I was deeply moved by the lived experiences shared at the conference, and heartened by the strategies offered to get to the root cause of hunger. The conference leaders paired data-driven information with diverse human stories and even included a piece on communicating hunger through art. But I felt equally disappointed at the number of persistent barriers to accessing healthy food and the stigma that surrounds hunger.

For example, we recently saw legislators supporting tighter work requirements for programs like SNAP (Supplemental Nutrition Assistance Programs) in the belief that these achieve meaningful jobs for adults. Data shows this is incorrect. Adding barriers only results in more red tape for already overstretched government employees, and more people — including children — going hungry. It does not help those unemployed secure good jobs any faster, and it’s one more hurdle for those who are working to create a better life.

That stigma is a huge barrier keeping many from taking advantage of opportunities for food. We know that children pass up the opportunity for free food at school because of lunch shaming, and older folks don’t want to be seen as needing help resulting in low rates of participation despite reports of hunger in older populations. We know that one in six people in our military struggle with hunger and the stigma of asking for help hits hard with them.

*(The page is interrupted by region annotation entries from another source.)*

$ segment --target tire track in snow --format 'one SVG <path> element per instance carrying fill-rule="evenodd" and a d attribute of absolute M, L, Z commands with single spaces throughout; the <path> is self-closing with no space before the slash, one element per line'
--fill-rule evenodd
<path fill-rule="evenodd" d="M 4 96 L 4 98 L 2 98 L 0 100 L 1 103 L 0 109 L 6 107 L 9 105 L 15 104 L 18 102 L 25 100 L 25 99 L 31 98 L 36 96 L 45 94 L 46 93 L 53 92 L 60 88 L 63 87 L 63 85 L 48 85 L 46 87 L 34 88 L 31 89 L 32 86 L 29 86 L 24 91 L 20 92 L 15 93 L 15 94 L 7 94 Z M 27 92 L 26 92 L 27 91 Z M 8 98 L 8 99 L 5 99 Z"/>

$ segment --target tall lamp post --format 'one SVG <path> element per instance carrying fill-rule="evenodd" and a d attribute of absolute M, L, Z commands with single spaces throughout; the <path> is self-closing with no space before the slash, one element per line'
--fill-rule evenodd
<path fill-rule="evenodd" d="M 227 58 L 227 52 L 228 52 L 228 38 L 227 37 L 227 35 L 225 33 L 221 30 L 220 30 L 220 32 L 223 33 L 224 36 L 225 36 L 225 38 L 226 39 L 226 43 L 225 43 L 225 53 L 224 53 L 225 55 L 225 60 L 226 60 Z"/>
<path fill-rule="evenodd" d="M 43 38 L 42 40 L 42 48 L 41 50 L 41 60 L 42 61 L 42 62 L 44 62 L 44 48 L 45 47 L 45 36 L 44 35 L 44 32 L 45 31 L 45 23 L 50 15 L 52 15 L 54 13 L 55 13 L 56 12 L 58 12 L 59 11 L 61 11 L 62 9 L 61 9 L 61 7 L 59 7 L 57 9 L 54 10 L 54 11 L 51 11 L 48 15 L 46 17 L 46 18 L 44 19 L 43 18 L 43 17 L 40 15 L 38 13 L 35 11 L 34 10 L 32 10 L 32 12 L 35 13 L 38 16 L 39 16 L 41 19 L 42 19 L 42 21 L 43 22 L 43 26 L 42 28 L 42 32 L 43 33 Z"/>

When we think about hunger, we may conjure a particular image in mind.

We have created storylines around hunger and who it affects. But if we look at both the data and the lived experiences around hunger, we see that it is in fact a widespread problem. A false narrative places blame on the individual and hides the flaws in the system. It avoids getting to the root of the problem: Economic injustice. The question isn’t who is deserving of food, but why the richest nation in the world continues to have tens of millions of its citizens go hungry?

Our elected officials have a responsibility to remove structural barriers so everyone can contribute to our society and strive for personal prosperity. However, we can’t leave the effort solely in the hands of our elected officials. Each of us has a role as well. It starts with rejecting the stereotypes associated with hunger. We can do this by listening to the stories of people with lived experiences and participating in difficult but necessary conversations around equity and inclusivity. And with that knowledge we can begin promoting fact over assumption.

For those in our community who have a choice of where to shop and what to support, it’s important to remember that there are direct ways to invest in equity here in the Miami Valley. Look for locally owned businesses that pay a living wage and support local growers like Gem City Market, West Social Tap & Table and 2nd Street Market. Consider purchasing a CSA share from a local farm or joining or donating to a community garden. Eat at restaurants that support local farmers and donate food, time or money to the effort to reduce hunger.

Representing the legacy of our organizational founder, Ambassador Tony Hall, I view my role at Hall Hunger Initiative as one to advocate for the removal of barriers in our community. My biggest take away from the anti-hunger conference is this simple message — hunger is a community challenge that can only be solved by a strong community response. We have a history of innovation here in the Miami Valley and I believe we can use that spirit to come together to end hunger.

Alex Klug is Assistant Director of the Hall Hunger Initiative, a non-profit founded by Ambassador Tony Hall and dedicated to working with community partners to build a just and sustainable food system.